April 27, 2015
By Mark Sultana
Hello!
I heard about this website from a NAMI Connections meeting I attend. I thought I was a hopeless case. I thought that I was going to die from either my heart exploding or the ideations winning over me. I lived in a hopeless, sheltered, meaningless, and unfair world. I want to spread the word that it absolutely does get better, not perfect but better.
Everyone’s situation is different, but I believe that I have faced some of the worst symptoms of depression and I am still here. I want to encourage everyone who feels alienated, or useless, or maybe you feel like you’re a terrible person and are unworthy. These are lies. Our depression lies to us and forces us to live in a false reality, and it is a cycle. One false negative thought leads to another and another until the thoughts don’t even make sense anymore, but everyone can see how irrational the thoughts are except the person who is suffering.
Depression is indeed an illness. Yes, everyone can become depressed once in a while but individuals, like myself, may suffer from a depressive disorder and not even know it. I like the name of this website because it is absolutely OK to talk and reaching out is always the best way to begin the recovery process.
I was released from long-term hospitalization a month ago. I spent 5 months in a state hospital, but the suffering started long before the hospitalization. I had felt from a very young age that I never fit in anywhere, that I was awkward, and this misconception followed me through my teenage years into my adult life.
My upbringing was very hard to say the least. I was never physically or sexually abused but I was emotionally abused and always told I was no good. I spent a lot of my life cooped up in my room hiding in video game worlds and books. I always felt like I was on the outside of this great party house of life but I couldn’t go in. I could only watch others have fun and be happy.
I became angry and bitter towards the world and I developed a very bleak and negative attitude. I became comfortable and felt justified in my isolation, I would push my existential views on others in an attempt to break their spirits and deny them joy. Reflecting now on the way I was back then I see that I had become a negative and not very nice person but it was not my fault. I really was lost and did not know better.
I believe my mental illness was mainly a combination of genetics, conditioning (for example, circumstances beyond one’s control, such as parentage) and self-unawareness (“low self-esteem”) among other things. Because genes cannot be altered for the time being I cannot help that I have a depressive disorder but I can be responsible for my own recovery by reaching out to friends and family for help. And if you feel like you have no friends or family, there will always be someone out there who cares. No matter who you are!
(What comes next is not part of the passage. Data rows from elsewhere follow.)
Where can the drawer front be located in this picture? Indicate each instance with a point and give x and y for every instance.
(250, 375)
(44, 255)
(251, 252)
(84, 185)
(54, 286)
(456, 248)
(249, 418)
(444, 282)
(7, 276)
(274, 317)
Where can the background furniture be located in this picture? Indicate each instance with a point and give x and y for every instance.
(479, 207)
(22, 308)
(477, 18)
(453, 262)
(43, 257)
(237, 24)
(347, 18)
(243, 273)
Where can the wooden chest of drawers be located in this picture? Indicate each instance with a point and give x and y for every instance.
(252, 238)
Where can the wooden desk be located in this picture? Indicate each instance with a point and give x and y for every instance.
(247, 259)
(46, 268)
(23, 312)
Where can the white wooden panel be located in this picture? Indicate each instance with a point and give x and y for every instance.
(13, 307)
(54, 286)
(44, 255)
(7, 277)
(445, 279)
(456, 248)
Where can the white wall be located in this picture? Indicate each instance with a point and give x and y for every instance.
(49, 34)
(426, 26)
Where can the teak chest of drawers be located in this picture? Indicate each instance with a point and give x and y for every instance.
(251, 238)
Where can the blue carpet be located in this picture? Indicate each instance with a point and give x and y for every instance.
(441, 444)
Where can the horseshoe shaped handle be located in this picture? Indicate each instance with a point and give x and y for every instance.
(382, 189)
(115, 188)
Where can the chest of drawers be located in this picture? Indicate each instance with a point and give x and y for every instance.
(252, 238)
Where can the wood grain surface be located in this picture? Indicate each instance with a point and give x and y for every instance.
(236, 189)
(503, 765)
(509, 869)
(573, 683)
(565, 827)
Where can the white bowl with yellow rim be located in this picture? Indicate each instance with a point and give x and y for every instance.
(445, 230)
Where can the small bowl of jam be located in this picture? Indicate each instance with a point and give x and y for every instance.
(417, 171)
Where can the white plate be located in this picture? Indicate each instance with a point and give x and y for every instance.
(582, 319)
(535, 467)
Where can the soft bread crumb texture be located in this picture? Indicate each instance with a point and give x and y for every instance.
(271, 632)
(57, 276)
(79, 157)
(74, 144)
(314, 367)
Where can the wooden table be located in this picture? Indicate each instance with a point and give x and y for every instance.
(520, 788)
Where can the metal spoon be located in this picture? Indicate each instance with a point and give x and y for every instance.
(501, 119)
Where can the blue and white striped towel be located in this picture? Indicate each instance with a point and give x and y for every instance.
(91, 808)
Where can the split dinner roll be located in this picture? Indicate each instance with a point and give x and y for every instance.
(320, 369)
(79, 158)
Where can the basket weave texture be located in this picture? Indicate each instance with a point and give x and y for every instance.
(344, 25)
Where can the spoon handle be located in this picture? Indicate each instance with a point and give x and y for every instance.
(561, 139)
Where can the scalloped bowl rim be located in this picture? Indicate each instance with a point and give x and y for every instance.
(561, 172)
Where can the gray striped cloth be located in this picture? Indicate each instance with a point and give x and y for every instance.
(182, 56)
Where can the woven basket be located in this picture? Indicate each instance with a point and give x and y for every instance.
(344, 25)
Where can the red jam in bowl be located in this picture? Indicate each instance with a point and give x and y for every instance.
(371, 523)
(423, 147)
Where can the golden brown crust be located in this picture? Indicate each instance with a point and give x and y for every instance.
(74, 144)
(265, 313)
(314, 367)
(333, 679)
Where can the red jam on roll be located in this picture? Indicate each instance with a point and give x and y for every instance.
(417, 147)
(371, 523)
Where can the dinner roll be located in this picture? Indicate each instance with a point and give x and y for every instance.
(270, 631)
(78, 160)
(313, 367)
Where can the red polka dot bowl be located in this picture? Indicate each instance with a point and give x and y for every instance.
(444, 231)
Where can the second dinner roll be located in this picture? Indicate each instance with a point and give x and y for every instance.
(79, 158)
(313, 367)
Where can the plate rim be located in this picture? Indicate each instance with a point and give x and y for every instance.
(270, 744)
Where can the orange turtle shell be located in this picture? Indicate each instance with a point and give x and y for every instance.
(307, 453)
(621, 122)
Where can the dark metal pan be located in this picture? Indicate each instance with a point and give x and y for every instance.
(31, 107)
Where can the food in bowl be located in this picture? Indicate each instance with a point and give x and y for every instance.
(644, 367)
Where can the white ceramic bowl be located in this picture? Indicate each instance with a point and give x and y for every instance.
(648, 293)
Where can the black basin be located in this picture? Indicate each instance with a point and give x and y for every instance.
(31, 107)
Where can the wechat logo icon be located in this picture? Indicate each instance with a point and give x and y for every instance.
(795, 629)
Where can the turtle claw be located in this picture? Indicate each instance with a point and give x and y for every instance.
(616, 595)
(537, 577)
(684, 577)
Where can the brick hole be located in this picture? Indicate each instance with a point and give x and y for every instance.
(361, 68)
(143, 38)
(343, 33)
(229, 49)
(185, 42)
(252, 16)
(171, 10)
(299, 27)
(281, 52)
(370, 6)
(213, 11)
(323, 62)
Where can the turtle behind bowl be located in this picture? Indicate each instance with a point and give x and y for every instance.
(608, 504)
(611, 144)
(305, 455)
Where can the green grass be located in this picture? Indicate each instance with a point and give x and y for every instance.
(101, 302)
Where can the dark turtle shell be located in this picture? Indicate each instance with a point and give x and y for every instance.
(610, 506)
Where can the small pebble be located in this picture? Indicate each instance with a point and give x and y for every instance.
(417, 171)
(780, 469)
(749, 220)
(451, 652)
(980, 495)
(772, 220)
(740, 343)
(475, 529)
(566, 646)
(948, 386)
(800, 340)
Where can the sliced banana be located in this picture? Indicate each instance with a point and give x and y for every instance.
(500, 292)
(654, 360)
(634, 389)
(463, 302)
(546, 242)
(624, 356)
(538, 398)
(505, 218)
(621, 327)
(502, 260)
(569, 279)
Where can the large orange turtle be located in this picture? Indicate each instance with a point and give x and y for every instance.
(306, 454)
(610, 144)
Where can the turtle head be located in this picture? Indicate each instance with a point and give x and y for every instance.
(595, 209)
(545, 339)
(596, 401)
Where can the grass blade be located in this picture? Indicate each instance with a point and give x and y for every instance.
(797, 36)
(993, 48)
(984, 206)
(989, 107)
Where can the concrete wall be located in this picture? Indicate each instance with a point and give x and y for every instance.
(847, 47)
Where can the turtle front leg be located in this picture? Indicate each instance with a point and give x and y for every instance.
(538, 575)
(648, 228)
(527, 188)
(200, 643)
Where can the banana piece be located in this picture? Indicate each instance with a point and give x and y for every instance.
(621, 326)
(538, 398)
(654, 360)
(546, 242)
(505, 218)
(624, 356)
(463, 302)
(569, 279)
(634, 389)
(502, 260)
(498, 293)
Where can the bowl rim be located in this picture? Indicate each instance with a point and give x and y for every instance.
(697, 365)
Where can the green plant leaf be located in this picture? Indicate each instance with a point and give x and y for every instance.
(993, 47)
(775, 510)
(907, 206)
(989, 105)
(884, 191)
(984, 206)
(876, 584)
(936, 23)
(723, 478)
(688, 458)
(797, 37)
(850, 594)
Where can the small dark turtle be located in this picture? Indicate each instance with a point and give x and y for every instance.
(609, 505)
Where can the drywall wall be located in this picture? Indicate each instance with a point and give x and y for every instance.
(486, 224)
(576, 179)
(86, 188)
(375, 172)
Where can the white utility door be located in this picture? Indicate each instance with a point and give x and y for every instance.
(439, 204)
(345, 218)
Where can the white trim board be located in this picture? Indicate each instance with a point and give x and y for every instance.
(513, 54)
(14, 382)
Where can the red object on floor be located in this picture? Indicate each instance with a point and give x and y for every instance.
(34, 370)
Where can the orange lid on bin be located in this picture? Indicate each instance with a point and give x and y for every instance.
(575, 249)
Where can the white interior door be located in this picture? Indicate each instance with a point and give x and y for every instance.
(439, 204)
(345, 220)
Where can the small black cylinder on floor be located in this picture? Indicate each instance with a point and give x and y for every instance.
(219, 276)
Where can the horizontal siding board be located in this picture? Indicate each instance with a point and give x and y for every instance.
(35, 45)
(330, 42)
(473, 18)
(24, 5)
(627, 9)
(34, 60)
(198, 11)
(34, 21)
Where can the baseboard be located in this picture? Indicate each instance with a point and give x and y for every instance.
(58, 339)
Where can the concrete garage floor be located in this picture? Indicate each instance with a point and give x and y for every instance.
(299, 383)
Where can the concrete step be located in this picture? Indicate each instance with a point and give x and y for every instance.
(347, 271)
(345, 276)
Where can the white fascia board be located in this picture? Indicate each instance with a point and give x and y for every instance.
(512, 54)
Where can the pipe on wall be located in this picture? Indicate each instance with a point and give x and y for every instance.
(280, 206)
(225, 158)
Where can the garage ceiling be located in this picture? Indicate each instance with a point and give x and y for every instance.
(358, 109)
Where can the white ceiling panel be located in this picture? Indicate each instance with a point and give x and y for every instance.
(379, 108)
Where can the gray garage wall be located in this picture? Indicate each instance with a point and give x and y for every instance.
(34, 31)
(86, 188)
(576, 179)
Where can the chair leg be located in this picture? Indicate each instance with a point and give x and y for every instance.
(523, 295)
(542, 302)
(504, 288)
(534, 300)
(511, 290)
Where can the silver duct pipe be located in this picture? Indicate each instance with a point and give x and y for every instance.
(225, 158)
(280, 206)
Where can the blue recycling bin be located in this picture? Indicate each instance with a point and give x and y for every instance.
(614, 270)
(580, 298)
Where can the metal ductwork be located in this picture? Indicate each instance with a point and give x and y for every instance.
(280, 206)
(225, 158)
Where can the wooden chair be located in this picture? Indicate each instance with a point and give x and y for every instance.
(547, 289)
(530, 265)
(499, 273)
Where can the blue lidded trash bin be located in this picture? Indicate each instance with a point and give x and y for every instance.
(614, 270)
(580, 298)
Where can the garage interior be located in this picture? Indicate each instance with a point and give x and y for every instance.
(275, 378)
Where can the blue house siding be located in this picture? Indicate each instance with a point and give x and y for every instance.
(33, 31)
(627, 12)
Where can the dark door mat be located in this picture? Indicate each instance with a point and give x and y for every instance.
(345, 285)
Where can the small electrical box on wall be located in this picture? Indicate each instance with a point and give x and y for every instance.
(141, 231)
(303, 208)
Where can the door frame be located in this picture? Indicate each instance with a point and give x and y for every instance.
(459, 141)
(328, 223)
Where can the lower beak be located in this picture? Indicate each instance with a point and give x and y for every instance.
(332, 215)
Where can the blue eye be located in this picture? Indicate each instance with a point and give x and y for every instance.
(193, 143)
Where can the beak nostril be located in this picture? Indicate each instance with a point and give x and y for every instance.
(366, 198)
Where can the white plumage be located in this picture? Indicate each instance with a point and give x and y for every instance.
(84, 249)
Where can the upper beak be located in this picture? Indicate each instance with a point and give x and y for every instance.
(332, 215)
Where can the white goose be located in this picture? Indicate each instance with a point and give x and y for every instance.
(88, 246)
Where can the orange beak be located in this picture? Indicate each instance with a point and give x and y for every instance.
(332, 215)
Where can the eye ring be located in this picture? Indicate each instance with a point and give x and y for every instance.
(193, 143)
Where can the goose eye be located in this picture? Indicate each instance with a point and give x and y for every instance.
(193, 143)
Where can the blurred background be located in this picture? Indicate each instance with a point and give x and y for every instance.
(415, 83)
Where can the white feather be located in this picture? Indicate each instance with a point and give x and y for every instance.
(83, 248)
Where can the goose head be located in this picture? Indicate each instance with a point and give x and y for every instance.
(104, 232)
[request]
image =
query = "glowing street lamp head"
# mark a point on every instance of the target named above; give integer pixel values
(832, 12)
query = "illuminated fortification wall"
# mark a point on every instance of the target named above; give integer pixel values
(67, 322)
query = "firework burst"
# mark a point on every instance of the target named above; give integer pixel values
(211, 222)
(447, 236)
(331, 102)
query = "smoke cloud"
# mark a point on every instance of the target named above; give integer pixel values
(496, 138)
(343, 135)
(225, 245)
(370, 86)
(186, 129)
I now live on my own in a supported apartment that was granted to me by a very awesome peer run organization. I now have a chance to remake life how I want it to be. I no longer have apprehension and severe panic when socializing with others, in fact I enjoy it. My life is far from being worry-free and unicorns and rainbows but I feel like I have had time to work on myself. If someone asked me how I got to this point I would say that I merely gave myself a chance and chose to accept that the thoughts I was thinking were unacceptable.
I reached out to as many people as I could. Friends, family and organizations. I was living in terror but I didn’t want to die and I would tell that to whoever I was asking for help. I was honest and humble and willing to except the help because I had no other choice. I was telling a close friend in desperation once that I was afraid to ask a family member for money because I was falling behind financially. I had never asked for money before but I guess I was too scared and felt too powerless to ask so my friend said “You’re thinking of killing yourself but you won’t ask your family for money? That doesn’t make sense.” She was right.
Again, I just want to share my experience with others and comfort them. I want people to understand that they should ask for what they need and get out of the lies their illness is telling them.
Thanks for reading and I hope you are well!